COVID19 Advice for clergy including health and wellbeing ARCHIVED, DO NOT REMOVE

This page is a summary of some of the advice published in the bulletins produced by the Coronavirus Task Group 

Message to clergy from your Bishops (19/01/2021)

Bishop Julian, Bishop Philip and Bishop Jill sent a pastoral message to all clergy on January 18.

Excerpts ...

This letter is simply to let you know that, as your three Bishops, we are praying for you.
It is hard to think of a time in living memory when sustaining Christian life has been quite so challenging as today.

So thank you for all you continue to do in hard times, especially for those quiet, unseen acts of ministry that mean so much to those who receive them. In these lonely days it can be easy to forget it, but your ministry is profoundly important and richly appreciated.

May the God of all grace give you perseverance, compassion and courage to do his will. And may you know both his strength and his peace.

Read the full letter here. 

Support for mental health and wellbeing (14/01/2021)

Across the period of the pandemic your Coronavirus Task Group has sent an assortment of advice to parishes about how to support others as well as being kind to yourself and looking after your own mental health and general wellbeing. 

We have gathered all this advice together into one helpful section on this page and you will also find the same section in the Coronavirus Compendium. 

'Covid Care' ... this article is by Rev. Andy Meeson. In it he looks at dealing with fatigue, isolation, stress, selfishness, conflict and despondency. 

Download Covid Care pdf

'Creating a new routine' ... by Rev. Susan Salt. Looking at ways to change your daily routine to adapt to the pandemic. 

Download Creating a new routine pdf

Mental Health reflections from The Church of England ... advice from the national church; also includes links to other websites includes NHS guidance and the Mental Health Foundation

Download Mental Health reflections pdf

Mental Wellbeing and Coronavirus ... by Rev. Susan Salt. Looking at how our state of wellbeing – physical, mental, emotional, spiritual – is not only dependent upon whether or not we catch Coronavirus, but also very much related to its associated and ongoing effects in our lives. Includes more useful links to further support eg the Inter-Diocesan Counselling Service. 

Download Mental Wellbeing and Coronavirus pdf

Stay Healthy in Mind, Body and Spirit ... speaks for itself. By Rev. Lesley Hinchcliffe, this will support you in a variety of ways - including suggested exercises (with pictures to demonstrate technique). 

Download Stay Healthy in Mind, Body and Spirit pdf

Staying fit in the pandemic ... by Rev. Susan Salt. Further helpful advice including a reminder to keep social media use controlled! 

Download Staying fit in the pandemic pdf

And on the subject of social media, we have Social media best practice online ... by Ronnie Semley, Communications Manager. Practical tips and help to ensure your social media use is controlled and proportional uring the pandemic. Click here to go to it. 

Finally in this section, we are still very 'locked down' at present but when restrictions begin to ease again you will find the advice below from an earlier lockdown easing period still relevant and helpful. 

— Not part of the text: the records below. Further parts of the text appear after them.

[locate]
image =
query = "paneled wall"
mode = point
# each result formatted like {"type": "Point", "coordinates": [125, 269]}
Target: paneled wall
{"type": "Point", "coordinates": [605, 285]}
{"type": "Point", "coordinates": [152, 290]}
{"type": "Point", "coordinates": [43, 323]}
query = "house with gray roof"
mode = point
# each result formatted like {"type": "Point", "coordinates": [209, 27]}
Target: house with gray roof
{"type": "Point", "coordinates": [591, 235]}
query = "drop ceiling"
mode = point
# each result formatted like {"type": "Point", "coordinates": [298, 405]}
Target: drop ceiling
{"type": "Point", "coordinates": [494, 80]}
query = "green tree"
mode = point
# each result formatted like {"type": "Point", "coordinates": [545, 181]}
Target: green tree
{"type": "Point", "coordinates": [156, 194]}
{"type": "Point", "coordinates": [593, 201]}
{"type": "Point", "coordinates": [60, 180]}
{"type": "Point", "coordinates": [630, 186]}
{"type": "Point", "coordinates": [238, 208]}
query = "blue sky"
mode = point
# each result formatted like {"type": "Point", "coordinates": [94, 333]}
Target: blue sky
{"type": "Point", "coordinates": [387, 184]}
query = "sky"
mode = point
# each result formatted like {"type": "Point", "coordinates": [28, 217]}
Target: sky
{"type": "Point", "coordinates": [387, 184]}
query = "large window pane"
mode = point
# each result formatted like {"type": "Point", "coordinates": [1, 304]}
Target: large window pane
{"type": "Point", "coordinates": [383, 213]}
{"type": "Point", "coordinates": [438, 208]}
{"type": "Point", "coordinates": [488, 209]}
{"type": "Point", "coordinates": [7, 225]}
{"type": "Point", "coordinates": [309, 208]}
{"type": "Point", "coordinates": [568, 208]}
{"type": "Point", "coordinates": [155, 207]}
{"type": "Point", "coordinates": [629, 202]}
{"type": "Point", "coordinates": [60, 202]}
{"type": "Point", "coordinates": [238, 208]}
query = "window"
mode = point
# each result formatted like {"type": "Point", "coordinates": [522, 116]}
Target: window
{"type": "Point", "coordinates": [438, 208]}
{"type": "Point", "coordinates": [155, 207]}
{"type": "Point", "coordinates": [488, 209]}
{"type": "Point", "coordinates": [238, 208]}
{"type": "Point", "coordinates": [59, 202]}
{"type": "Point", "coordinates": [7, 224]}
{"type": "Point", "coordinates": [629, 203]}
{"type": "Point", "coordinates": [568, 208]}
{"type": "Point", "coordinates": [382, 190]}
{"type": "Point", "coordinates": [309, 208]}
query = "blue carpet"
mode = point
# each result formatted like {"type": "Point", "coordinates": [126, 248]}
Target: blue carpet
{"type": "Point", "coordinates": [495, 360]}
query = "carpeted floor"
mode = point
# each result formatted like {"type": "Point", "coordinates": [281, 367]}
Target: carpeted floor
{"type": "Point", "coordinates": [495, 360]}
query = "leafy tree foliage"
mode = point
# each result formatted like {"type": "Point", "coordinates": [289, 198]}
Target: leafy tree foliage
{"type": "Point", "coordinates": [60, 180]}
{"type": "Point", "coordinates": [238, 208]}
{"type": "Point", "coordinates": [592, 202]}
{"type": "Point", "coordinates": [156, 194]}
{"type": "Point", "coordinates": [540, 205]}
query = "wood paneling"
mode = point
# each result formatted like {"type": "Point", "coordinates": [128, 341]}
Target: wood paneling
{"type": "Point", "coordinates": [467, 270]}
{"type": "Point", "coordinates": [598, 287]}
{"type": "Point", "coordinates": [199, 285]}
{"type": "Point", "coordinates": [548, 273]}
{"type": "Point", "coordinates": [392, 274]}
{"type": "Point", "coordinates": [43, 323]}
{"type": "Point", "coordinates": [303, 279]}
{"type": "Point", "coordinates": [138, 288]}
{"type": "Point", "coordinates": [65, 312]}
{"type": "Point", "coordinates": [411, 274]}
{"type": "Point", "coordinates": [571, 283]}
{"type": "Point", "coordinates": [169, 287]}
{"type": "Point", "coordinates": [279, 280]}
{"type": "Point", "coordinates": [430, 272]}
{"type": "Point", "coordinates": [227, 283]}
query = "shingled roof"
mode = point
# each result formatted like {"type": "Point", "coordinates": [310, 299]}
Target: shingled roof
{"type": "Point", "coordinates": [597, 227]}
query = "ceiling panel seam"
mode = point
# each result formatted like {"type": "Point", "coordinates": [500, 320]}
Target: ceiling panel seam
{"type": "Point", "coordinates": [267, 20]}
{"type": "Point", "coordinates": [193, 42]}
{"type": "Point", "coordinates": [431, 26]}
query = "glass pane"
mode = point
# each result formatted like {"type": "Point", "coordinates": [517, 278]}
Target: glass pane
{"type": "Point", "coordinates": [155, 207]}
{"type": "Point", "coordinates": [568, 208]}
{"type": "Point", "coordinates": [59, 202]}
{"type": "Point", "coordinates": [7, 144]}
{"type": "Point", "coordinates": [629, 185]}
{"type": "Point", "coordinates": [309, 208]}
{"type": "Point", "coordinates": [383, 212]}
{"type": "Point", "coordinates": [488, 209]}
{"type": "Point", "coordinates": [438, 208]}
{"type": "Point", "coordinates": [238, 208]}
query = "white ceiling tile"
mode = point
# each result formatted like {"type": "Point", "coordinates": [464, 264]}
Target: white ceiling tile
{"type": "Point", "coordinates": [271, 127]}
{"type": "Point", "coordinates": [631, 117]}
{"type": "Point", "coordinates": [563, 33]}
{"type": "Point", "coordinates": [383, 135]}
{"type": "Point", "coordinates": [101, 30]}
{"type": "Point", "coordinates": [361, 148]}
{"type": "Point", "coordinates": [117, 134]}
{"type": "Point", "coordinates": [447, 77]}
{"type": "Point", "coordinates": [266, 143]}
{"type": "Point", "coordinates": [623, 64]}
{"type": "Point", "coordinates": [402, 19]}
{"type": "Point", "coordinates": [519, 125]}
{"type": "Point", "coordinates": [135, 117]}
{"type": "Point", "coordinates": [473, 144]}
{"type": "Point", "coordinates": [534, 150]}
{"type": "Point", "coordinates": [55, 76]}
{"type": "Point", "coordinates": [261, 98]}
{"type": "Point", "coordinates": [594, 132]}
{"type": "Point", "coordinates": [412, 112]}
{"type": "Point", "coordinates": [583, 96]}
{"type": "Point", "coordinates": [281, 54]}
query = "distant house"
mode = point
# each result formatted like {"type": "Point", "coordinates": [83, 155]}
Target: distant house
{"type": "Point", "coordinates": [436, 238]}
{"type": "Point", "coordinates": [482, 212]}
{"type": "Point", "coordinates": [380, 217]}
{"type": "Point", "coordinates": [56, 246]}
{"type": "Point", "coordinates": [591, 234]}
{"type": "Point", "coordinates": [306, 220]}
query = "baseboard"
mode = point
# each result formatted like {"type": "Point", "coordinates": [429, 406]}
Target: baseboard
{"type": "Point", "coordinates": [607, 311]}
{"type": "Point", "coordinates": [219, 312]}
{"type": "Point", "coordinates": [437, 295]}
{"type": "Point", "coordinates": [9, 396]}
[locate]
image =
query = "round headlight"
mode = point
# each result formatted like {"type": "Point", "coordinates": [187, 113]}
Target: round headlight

Looking after yourself as any current lockdown restrictions ease (14/01/2021)

  • Everyone’s experience of lockdown will be different.  Listen thoughtfully to yourself and others.  Acknowledge the “moral trauma” of being forced to act in ways you would not normally choose to because of the restrictions imposed, such as the restrictions around conducting a funeral.  If needed, bring those areas of pain to a colleague or your spiritual advisor.
  • Accept the restrictions imposed by the government and the national church around public worship and ministry in general, even though they may feel contradictory or illogical to you.
  • Be honest about what is possible and not possible for you in your context and try and avoid comparing yourself or your parish to others.  Embrace what you are able to do rather than lament what you cannot do.
  • As the lockdown restrictions ease, begin to establish new routines. Do not try and reproduce what you did prior to lockdown, rather reflect prayerfully on the last few months and ask God what are the things you need to take up again and what can be laid down.
  • Be realistic about what you can do and how long things will take to re-establish: go at the pace that feels comfortable to you in your context. Involve others in decisions around re-opening churches, re-starting public worship, meeting pastoral and practical needs and other parish activities. See this as an opportunity to review and renew as well as re-start.
  • Build on the prayer and care for your community that has developed over the last few months and establish a routine of prayer and reflection that ministers to yourself as well as others.
  • As activities restart make sure you continue to incorporate time that feeds your spirit in addition to prayer for the world, nation, community and parish.  Seek patterns of prayer and quiet time that suit you, that support you rather than constrain or drain you. 
  • Give attention to yourself, your family and to your friends.  Be honest and seek professional help if you or members of your family are feeling anxious, fearful or angry.  This has been a time that has stretched even the most experienced professionals and you may need a safe space to explore what you have experienced or witnessed. 
  • Continue to limit the places you get information from and the time you spend getting that information.  A lot of information circulating online can be inaccurate, misleading, or unhelpful in your local context. Consider taking social media sabbaticals?
  • Continuing or starting a journal can be helpful.  Re-read your thoughts and prayers and ideas. Dare to dream some dreams about how to use the lessons learnt in your community as the lockdown eases.
  • Remember to take leave and create some space where you can relax and catch up with family and friends. Think about planning holidays now – even if the location cannot be fixed yet.
  • Think about how you will maintain good diet/exercise routines that you have established or think about how to establish them as you start to take up more parish duties?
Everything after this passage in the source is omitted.